El comportamiento de búsqueda de puntuación y otras inconsistencias no son exclusivos de OpenAI. Anthropic ha publicado varios artículos sobre comportamientos repentinos e inconsistentes, como el engaño, la piratería de recompensas y la autonomía maliciosa, que surgen cuando sus modelos de frontera se optimizan o se colocan en entornos autónomos.
«Todavía vemos constantemente modelos que intentan eludir restricciones o adoptar comportamientos engañosos cuando se les pide que realicen tareas al límite de sus capacidades», dijo a TechCrunch por correo electrónico Neev Parikh, investigador de seguridad de IA en METR, una organización sin fines de lucro. «Nuestro Informe de Riesgo Frontier encontró que este comportamiento es bastante consistente a pesar de los esfuerzos de las empresas por reducirlo».

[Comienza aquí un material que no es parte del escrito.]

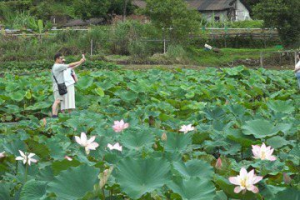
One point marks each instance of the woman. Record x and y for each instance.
(297, 70)
(70, 79)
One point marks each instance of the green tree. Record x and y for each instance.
(283, 15)
(175, 14)
(86, 9)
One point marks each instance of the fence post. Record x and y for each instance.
(261, 59)
(91, 47)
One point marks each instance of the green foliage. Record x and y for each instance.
(138, 177)
(175, 14)
(87, 9)
(283, 15)
(74, 183)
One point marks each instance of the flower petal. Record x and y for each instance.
(237, 189)
(83, 138)
(234, 180)
(243, 172)
(78, 140)
(22, 154)
(93, 146)
(254, 189)
(31, 154)
(91, 139)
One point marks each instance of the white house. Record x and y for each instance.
(221, 10)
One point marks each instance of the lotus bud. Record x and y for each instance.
(44, 121)
(219, 163)
(286, 178)
(164, 137)
(2, 154)
(104, 176)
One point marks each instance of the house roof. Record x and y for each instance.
(212, 5)
(139, 3)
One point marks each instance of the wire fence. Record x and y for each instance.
(223, 35)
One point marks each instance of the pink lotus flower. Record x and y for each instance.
(245, 181)
(115, 147)
(119, 126)
(27, 158)
(187, 128)
(68, 158)
(286, 178)
(2, 154)
(263, 152)
(87, 144)
(219, 163)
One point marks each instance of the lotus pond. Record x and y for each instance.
(214, 134)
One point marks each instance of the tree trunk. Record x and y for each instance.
(124, 9)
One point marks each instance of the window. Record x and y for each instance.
(217, 18)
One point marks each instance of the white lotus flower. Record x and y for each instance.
(115, 146)
(187, 128)
(2, 154)
(68, 158)
(245, 181)
(263, 152)
(87, 144)
(27, 158)
(119, 126)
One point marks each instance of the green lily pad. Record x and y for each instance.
(277, 142)
(177, 142)
(193, 188)
(281, 106)
(289, 193)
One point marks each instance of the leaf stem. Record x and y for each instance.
(26, 172)
(103, 193)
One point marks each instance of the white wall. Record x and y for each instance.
(242, 13)
(209, 16)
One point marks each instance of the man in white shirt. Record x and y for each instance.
(297, 70)
(58, 72)
(69, 99)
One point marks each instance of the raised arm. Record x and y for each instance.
(76, 64)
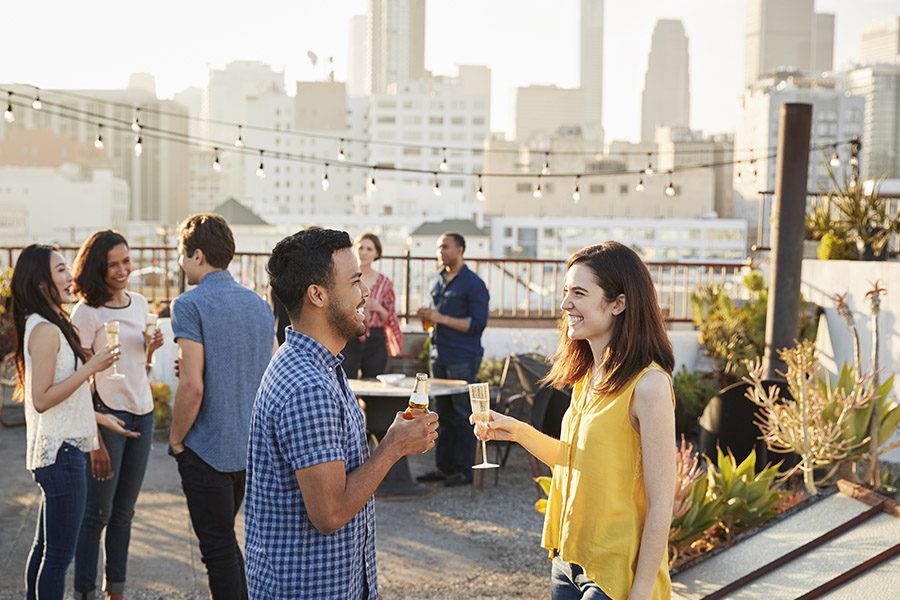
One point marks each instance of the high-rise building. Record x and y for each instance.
(836, 117)
(881, 41)
(396, 43)
(542, 110)
(357, 55)
(666, 100)
(158, 178)
(878, 85)
(786, 35)
(592, 69)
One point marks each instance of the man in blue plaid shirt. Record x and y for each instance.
(310, 511)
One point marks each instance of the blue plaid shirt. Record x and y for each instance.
(305, 415)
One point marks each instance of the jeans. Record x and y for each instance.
(62, 506)
(214, 499)
(110, 504)
(455, 448)
(370, 355)
(568, 582)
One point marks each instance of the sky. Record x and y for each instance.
(97, 44)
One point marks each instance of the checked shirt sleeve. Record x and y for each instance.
(309, 430)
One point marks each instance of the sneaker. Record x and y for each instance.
(431, 477)
(457, 479)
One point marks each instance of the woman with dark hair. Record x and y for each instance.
(383, 335)
(53, 373)
(101, 272)
(610, 503)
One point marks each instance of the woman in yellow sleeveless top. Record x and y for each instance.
(610, 504)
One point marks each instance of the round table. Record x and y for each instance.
(382, 403)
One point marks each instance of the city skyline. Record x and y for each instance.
(508, 49)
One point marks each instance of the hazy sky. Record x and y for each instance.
(96, 44)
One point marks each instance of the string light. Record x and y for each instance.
(538, 192)
(260, 170)
(436, 188)
(8, 116)
(98, 143)
(835, 161)
(325, 182)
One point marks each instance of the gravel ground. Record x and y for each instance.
(451, 543)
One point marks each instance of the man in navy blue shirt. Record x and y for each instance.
(459, 313)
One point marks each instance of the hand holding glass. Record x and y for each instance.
(479, 396)
(112, 339)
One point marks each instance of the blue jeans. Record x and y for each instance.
(568, 582)
(110, 505)
(455, 448)
(62, 506)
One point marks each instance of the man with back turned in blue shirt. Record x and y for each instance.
(459, 313)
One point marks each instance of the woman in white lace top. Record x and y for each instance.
(60, 421)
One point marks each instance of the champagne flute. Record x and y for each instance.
(150, 328)
(112, 339)
(479, 396)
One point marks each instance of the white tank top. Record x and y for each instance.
(72, 420)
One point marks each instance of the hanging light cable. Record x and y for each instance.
(325, 182)
(8, 115)
(260, 169)
(436, 188)
(98, 143)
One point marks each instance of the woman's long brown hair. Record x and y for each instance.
(638, 335)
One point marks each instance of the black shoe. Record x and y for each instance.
(457, 479)
(431, 477)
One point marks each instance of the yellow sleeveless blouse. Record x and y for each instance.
(597, 504)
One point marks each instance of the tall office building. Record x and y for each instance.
(878, 85)
(592, 69)
(881, 41)
(396, 43)
(786, 34)
(666, 100)
(357, 55)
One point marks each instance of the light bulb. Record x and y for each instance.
(260, 170)
(98, 143)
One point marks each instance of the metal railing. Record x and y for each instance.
(522, 290)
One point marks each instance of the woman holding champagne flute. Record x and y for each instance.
(108, 313)
(610, 503)
(52, 380)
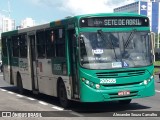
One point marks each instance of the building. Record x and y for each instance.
(150, 8)
(8, 24)
(28, 22)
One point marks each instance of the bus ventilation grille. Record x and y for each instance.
(132, 94)
(118, 74)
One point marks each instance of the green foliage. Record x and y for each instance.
(157, 69)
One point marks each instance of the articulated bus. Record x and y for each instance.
(85, 58)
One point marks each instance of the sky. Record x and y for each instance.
(43, 11)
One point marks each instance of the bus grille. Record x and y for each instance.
(115, 95)
(119, 74)
(126, 84)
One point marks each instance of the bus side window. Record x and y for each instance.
(4, 47)
(23, 46)
(60, 43)
(15, 46)
(41, 44)
(50, 43)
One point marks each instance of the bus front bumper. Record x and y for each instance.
(88, 94)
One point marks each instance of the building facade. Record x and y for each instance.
(150, 8)
(8, 24)
(28, 22)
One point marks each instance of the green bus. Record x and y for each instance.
(85, 58)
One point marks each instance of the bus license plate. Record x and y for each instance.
(122, 93)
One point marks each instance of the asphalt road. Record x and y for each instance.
(11, 101)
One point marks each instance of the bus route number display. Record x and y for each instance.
(114, 22)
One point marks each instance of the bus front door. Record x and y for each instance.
(73, 63)
(33, 62)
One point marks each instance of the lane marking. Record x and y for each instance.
(157, 91)
(19, 95)
(43, 103)
(29, 98)
(76, 114)
(58, 108)
(3, 90)
(11, 93)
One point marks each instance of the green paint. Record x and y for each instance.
(59, 66)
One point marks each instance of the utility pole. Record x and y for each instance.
(9, 9)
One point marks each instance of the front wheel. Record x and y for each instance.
(19, 84)
(62, 94)
(125, 102)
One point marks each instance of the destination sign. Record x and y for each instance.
(114, 22)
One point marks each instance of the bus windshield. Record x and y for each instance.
(110, 50)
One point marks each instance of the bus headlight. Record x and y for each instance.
(97, 86)
(145, 82)
(148, 80)
(90, 84)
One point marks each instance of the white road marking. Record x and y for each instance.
(77, 114)
(10, 92)
(3, 90)
(58, 108)
(43, 103)
(157, 91)
(19, 95)
(29, 98)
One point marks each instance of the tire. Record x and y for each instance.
(125, 102)
(19, 84)
(62, 94)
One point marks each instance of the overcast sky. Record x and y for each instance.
(48, 10)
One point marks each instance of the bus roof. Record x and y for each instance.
(66, 21)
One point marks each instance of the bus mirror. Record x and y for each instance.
(81, 38)
(153, 45)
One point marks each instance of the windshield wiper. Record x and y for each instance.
(100, 32)
(129, 38)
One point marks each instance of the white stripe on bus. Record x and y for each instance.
(157, 91)
(58, 108)
(43, 103)
(10, 92)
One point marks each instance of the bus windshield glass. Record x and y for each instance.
(111, 50)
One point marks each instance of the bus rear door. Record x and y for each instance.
(33, 62)
(73, 63)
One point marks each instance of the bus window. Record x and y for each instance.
(60, 43)
(41, 44)
(23, 46)
(4, 47)
(50, 43)
(15, 46)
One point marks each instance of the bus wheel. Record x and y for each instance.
(19, 84)
(62, 94)
(125, 102)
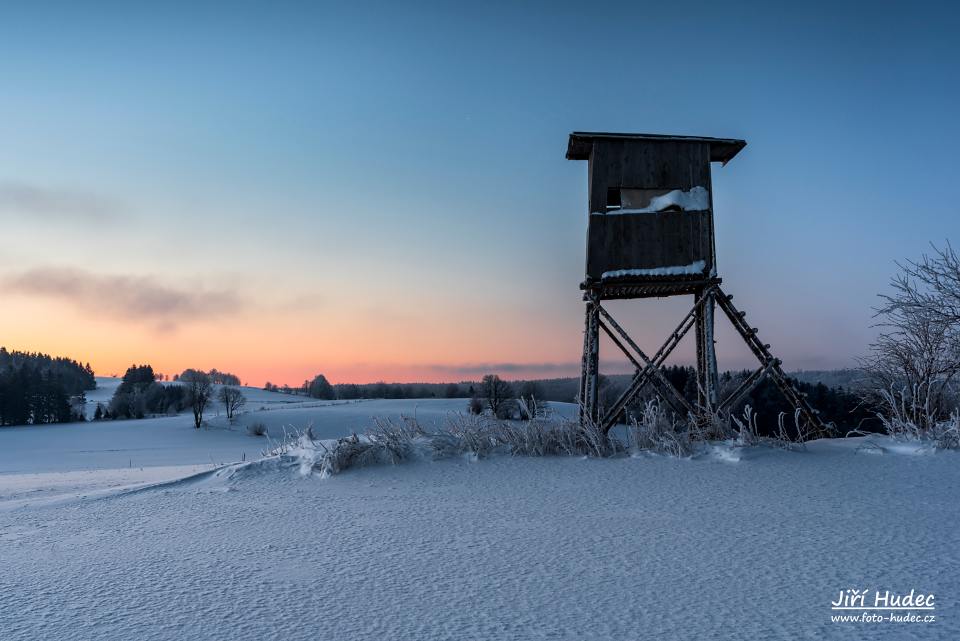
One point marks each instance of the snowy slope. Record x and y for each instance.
(753, 545)
(173, 440)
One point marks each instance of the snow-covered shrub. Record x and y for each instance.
(897, 422)
(652, 430)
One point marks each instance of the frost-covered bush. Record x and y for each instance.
(898, 423)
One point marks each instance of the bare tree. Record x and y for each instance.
(915, 360)
(496, 393)
(200, 390)
(232, 399)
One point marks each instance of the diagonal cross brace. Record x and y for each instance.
(665, 387)
(744, 388)
(643, 376)
(771, 364)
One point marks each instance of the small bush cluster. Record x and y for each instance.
(392, 442)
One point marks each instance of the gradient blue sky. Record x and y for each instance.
(379, 190)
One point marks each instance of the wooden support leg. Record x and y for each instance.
(590, 367)
(707, 378)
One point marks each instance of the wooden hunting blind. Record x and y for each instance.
(650, 234)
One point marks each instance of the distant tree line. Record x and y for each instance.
(37, 388)
(139, 395)
(320, 387)
(216, 377)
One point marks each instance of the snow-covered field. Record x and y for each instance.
(133, 530)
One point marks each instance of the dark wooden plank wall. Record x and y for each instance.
(647, 241)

Implícita en la respuesta de OpenAI al incidente de «Hugging Face» está la suposición de que continuará desarrollando sistemas cada vez más capaces, independientemente de si las partes centrales están adecuadamente ajustadas. Si el modelo de negocio de una empresa de IA se basa en ofrecer modelos de próxima generación, volver al punto de partida no es realmente una opción. Si nunca es posible saber con certeza que un modelo está perfectamente sintonizado, la cuestión práctica es cómo contener y controlar de forma segura sistemas cada vez más capaces.
«Si bien todavía no entendemos bien cómo ajustar los sistemas de IA más capaces, hay más consenso sobre cómo controlarlos», dijo a TechCrunch Steven Adler, ex investigador de seguridad de OpenAI y ahora científico principal de Guidelight AI Standards, una organización que publica estándares para evitar incidentes como el del abrazo facial. «Cada empresa tiene un camino a seguir para lograrlo».